Münchens Loge
«Es war einmal», schrieb er damals auf den blauen Vorhang. Die Kreide quietschte, während im Graben des Münchner Nationaltheaters das Es-Dur-Vorspiel heraufdämmerte – was orthodoxe Wagnerianer prompt erboste. Obgleich Robert Tear noch keinen Ton in diesem «Rheingold» gesungen hatte, galt er sogleich als Bösewicht. Zweieinhalb Stunden später, als der Brite die Ovationen entgegennahm, schien alles vergessen: Sein Loge war eines der wichtigsten Ereignisse von Nikolaus Lehnhoffs Münchner «Ring». 1987 kam die Produktion heraus, und Tear war ihr formvollendeter Intrigant.
Ein Sänger mit Lust am Spiel und an der Nuancierung, auch am Boshaften, Satirischen, der darüber jedoch nie seine gute Vokalerziehung vergaß.

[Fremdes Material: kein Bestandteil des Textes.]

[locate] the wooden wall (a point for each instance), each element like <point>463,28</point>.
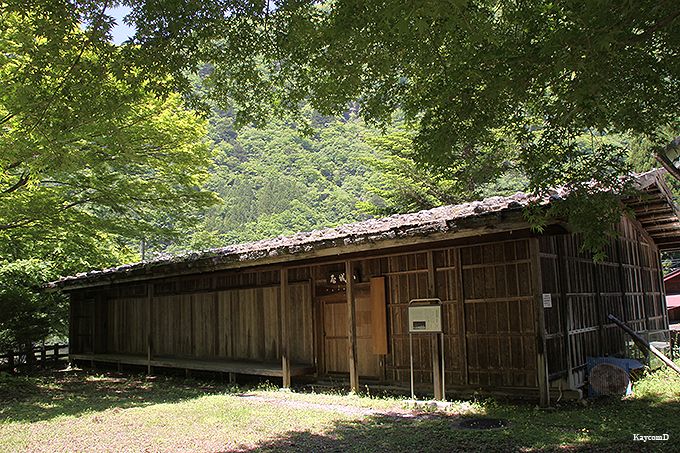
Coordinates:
<point>489,293</point>
<point>488,316</point>
<point>197,317</point>
<point>626,284</point>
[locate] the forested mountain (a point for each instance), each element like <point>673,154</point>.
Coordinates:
<point>280,179</point>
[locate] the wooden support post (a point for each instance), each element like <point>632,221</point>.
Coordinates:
<point>437,372</point>
<point>149,323</point>
<point>43,355</point>
<point>93,327</point>
<point>285,329</point>
<point>460,300</point>
<point>565,310</point>
<point>351,328</point>
<point>541,358</point>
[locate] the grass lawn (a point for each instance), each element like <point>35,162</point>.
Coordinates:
<point>80,411</point>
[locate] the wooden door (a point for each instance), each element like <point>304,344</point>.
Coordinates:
<point>335,334</point>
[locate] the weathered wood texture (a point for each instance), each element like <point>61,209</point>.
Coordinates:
<point>197,318</point>
<point>626,284</point>
<point>488,291</point>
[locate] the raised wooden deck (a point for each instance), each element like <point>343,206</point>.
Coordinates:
<point>226,366</point>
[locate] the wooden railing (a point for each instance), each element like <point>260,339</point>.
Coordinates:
<point>42,355</point>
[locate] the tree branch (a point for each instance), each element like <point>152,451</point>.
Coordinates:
<point>22,181</point>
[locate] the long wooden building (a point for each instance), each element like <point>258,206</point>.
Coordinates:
<point>521,311</point>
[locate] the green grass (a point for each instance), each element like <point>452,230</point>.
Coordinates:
<point>78,411</point>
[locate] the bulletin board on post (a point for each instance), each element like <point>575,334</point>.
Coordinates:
<point>425,317</point>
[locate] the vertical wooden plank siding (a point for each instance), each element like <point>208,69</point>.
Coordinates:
<point>434,341</point>
<point>379,315</point>
<point>541,360</point>
<point>149,351</point>
<point>351,328</point>
<point>462,336</point>
<point>285,335</point>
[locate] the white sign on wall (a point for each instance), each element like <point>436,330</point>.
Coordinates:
<point>425,318</point>
<point>547,300</point>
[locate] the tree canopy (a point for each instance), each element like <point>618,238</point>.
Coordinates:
<point>475,75</point>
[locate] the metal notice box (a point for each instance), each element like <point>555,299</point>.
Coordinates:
<point>423,317</point>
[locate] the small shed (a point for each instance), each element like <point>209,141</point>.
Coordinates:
<point>521,310</point>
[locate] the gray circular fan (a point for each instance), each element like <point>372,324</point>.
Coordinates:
<point>608,379</point>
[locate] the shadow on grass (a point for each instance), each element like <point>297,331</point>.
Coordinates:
<point>602,426</point>
<point>68,393</point>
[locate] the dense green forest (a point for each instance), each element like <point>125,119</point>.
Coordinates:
<point>280,179</point>
<point>105,147</point>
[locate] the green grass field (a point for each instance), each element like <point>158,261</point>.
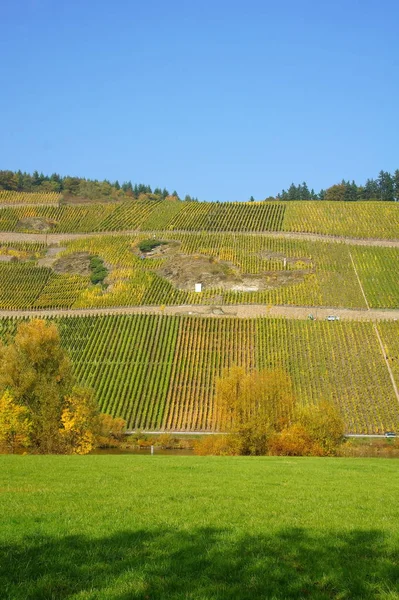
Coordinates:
<point>129,527</point>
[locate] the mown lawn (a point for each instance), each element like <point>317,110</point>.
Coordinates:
<point>158,527</point>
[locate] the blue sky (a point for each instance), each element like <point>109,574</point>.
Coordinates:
<point>218,99</point>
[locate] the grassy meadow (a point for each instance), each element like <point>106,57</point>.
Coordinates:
<point>156,527</point>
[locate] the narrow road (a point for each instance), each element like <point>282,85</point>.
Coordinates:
<point>57,238</point>
<point>239,310</point>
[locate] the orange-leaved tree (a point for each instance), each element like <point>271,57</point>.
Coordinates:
<point>15,425</point>
<point>36,371</point>
<point>250,405</point>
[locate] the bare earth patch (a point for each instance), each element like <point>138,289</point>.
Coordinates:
<point>184,271</point>
<point>36,224</point>
<point>74,264</point>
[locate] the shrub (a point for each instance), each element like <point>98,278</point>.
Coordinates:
<point>148,245</point>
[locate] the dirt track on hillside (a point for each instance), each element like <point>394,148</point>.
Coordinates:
<point>241,311</point>
<point>57,238</point>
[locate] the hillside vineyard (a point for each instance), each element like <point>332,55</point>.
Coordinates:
<point>158,371</point>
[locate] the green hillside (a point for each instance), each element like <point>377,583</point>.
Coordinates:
<point>158,372</point>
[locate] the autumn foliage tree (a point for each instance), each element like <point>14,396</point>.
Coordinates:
<point>15,424</point>
<point>258,413</point>
<point>36,373</point>
<point>251,405</point>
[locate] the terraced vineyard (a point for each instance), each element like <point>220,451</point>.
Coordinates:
<point>243,269</point>
<point>352,219</point>
<point>356,219</point>
<point>159,372</point>
<point>13,198</point>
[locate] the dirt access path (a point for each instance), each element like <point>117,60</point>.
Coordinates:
<point>242,311</point>
<point>57,238</point>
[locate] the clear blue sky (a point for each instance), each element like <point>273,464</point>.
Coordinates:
<point>218,99</point>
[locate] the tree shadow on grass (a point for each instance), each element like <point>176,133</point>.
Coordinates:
<point>207,563</point>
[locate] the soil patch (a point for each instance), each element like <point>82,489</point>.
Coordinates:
<point>36,224</point>
<point>74,264</point>
<point>51,256</point>
<point>184,271</point>
<point>166,248</point>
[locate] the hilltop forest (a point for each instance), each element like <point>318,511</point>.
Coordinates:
<point>384,188</point>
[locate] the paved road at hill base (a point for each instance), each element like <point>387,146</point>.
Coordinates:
<point>56,238</point>
<point>240,310</point>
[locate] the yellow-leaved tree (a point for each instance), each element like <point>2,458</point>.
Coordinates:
<point>251,405</point>
<point>15,425</point>
<point>36,371</point>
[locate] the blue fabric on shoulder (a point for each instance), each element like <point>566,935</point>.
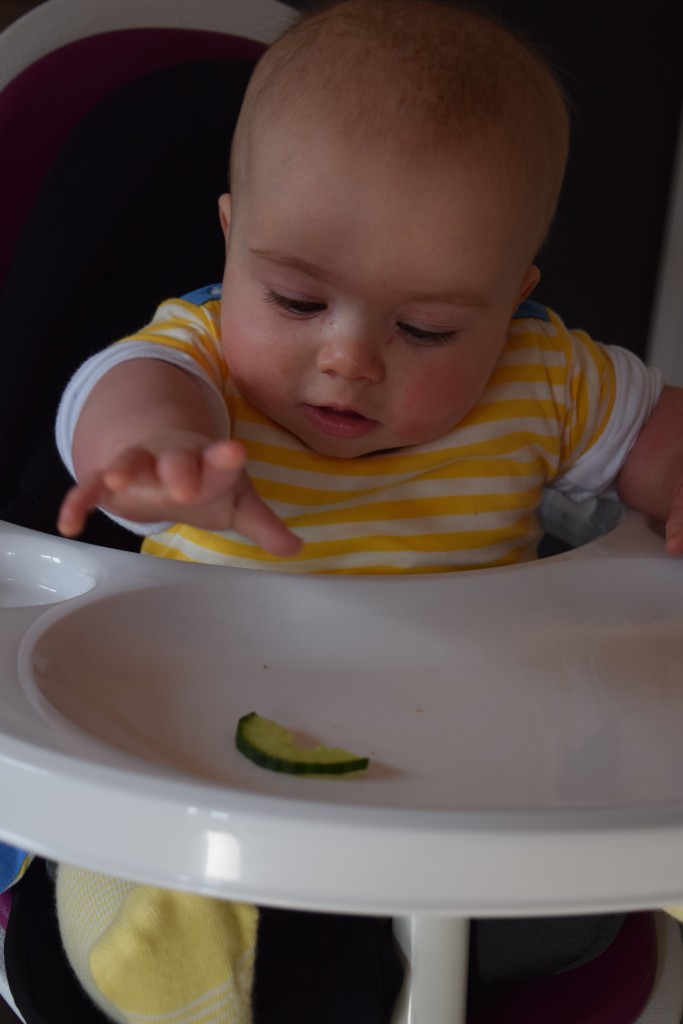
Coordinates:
<point>531,310</point>
<point>203,295</point>
<point>13,863</point>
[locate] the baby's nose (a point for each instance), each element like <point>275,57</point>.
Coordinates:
<point>351,355</point>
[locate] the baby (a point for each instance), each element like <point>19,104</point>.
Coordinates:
<point>370,390</point>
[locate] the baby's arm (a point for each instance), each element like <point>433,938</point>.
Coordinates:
<point>651,479</point>
<point>148,446</point>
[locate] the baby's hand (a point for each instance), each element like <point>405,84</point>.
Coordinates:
<point>204,484</point>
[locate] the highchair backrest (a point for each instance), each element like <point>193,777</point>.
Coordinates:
<point>97,101</point>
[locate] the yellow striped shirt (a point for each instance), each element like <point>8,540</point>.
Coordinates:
<point>467,500</point>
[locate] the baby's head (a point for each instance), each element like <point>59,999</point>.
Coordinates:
<point>395,168</point>
<point>417,79</point>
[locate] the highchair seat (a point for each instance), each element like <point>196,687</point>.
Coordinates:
<point>521,723</point>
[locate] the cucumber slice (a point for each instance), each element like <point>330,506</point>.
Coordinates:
<point>270,745</point>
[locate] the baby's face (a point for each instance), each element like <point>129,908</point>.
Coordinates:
<point>366,301</point>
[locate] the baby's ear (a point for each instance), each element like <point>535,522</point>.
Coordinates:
<point>224,211</point>
<point>531,279</point>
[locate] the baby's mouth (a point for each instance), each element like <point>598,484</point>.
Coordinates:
<point>340,422</point>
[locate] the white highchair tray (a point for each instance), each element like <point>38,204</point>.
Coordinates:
<point>524,727</point>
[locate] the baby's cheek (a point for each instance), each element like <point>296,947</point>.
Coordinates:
<point>434,404</point>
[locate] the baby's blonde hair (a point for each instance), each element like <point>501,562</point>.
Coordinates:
<point>423,76</point>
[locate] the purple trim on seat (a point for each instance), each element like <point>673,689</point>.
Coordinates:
<point>43,104</point>
<point>613,988</point>
<point>5,906</point>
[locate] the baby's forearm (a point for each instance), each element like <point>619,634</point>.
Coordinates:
<point>653,471</point>
<point>136,402</point>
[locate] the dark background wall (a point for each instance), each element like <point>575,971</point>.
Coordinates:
<point>622,65</point>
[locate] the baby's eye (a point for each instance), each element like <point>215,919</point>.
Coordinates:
<point>422,337</point>
<point>297,306</point>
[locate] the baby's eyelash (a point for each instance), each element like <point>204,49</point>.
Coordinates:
<point>297,306</point>
<point>421,337</point>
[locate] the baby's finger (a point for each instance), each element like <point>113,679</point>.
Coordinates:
<point>134,466</point>
<point>254,519</point>
<point>78,503</point>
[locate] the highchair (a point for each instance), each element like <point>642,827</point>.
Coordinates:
<point>540,775</point>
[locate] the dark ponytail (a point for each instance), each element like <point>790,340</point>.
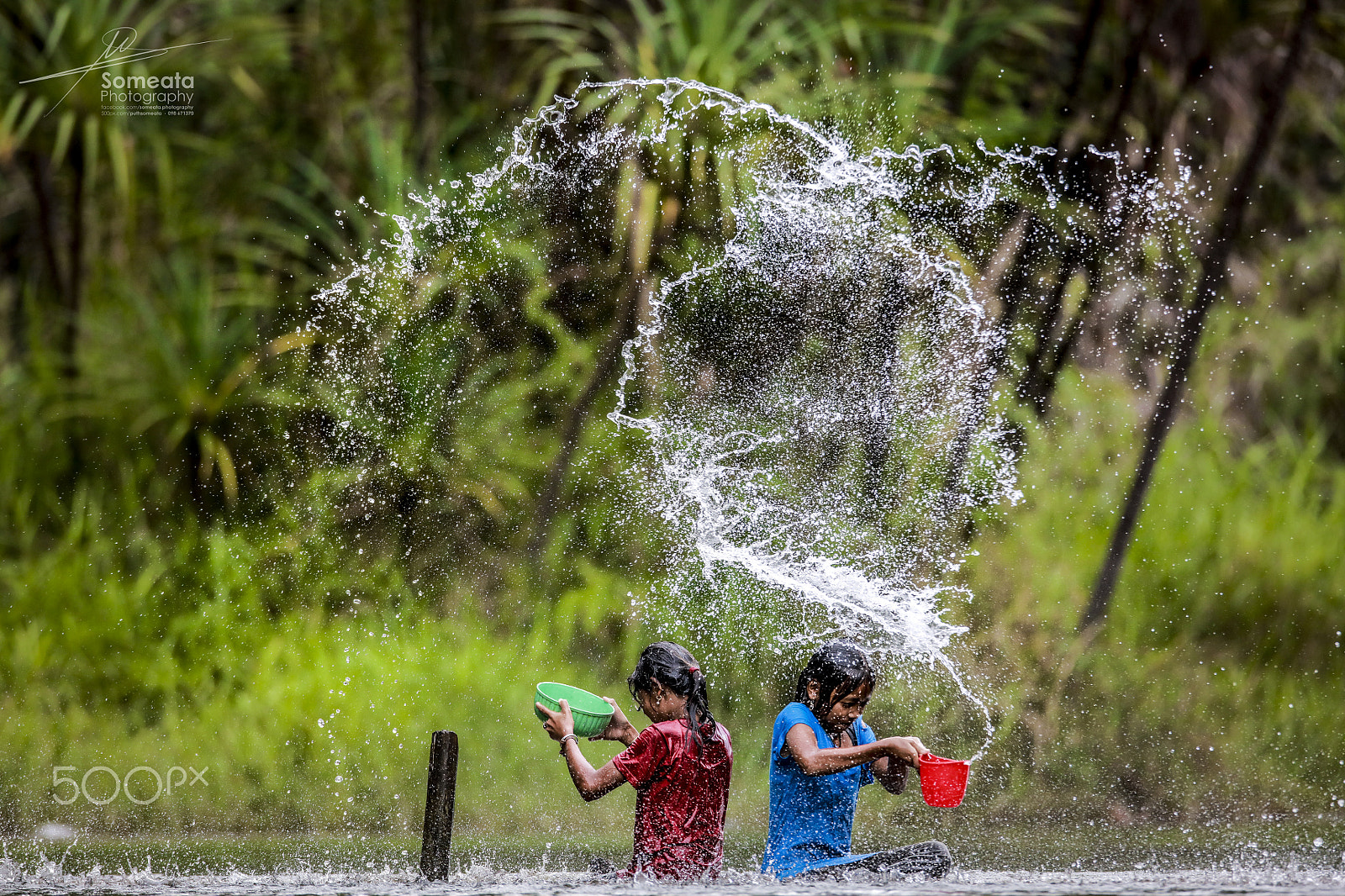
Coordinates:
<point>840,667</point>
<point>676,669</point>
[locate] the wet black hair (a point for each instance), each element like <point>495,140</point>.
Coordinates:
<point>676,669</point>
<point>841,667</point>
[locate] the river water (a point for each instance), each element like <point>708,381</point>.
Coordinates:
<point>1291,857</point>
<point>1289,880</point>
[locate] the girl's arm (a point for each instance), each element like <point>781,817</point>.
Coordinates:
<point>891,772</point>
<point>802,743</point>
<point>591,782</point>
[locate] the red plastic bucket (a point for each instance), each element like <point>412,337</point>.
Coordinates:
<point>943,782</point>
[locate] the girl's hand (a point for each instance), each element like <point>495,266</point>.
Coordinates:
<point>619,728</point>
<point>558,724</point>
<point>907,750</point>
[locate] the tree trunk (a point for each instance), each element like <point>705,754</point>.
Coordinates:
<point>1214,277</point>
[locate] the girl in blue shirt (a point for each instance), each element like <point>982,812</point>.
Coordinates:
<point>822,754</point>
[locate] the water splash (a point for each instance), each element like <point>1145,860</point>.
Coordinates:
<point>815,378</point>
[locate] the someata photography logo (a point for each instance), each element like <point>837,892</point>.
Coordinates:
<point>134,94</point>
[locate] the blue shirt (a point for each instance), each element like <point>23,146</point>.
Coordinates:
<point>811,815</point>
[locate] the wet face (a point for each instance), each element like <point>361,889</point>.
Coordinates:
<point>842,710</point>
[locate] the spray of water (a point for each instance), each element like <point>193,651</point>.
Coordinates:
<point>815,385</point>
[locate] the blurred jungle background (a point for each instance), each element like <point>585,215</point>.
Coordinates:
<point>195,571</point>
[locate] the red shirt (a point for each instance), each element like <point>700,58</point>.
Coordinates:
<point>681,795</point>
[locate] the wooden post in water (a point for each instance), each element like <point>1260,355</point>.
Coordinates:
<point>439,804</point>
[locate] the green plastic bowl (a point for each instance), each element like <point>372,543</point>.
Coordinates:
<point>591,712</point>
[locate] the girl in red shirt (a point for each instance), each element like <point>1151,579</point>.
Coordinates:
<point>679,766</point>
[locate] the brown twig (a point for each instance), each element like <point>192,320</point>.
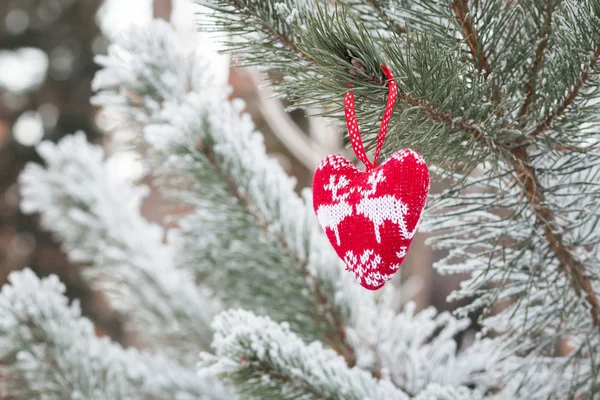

Die übliche – und im Grunde hilflose – Einordnung als «Charaktertenor» greift daher bei ihm zu kurz. Robert Tear verfügte über eine jener typischen britischen Tenor-Stimmen, die genuin lyrisch grundiert sind, die sich jedoch – dank kluger Technik und eines farbenreichen Timbres – auch in Dramatischerem wohlfühlen. Fast logisch, dass er in der Nachfolge seines Vokalverwandten Peter Pears eine ideale Besetzung war für die Rollen Benjamin Brittens. Tears Operndebüt war so etwas wie ...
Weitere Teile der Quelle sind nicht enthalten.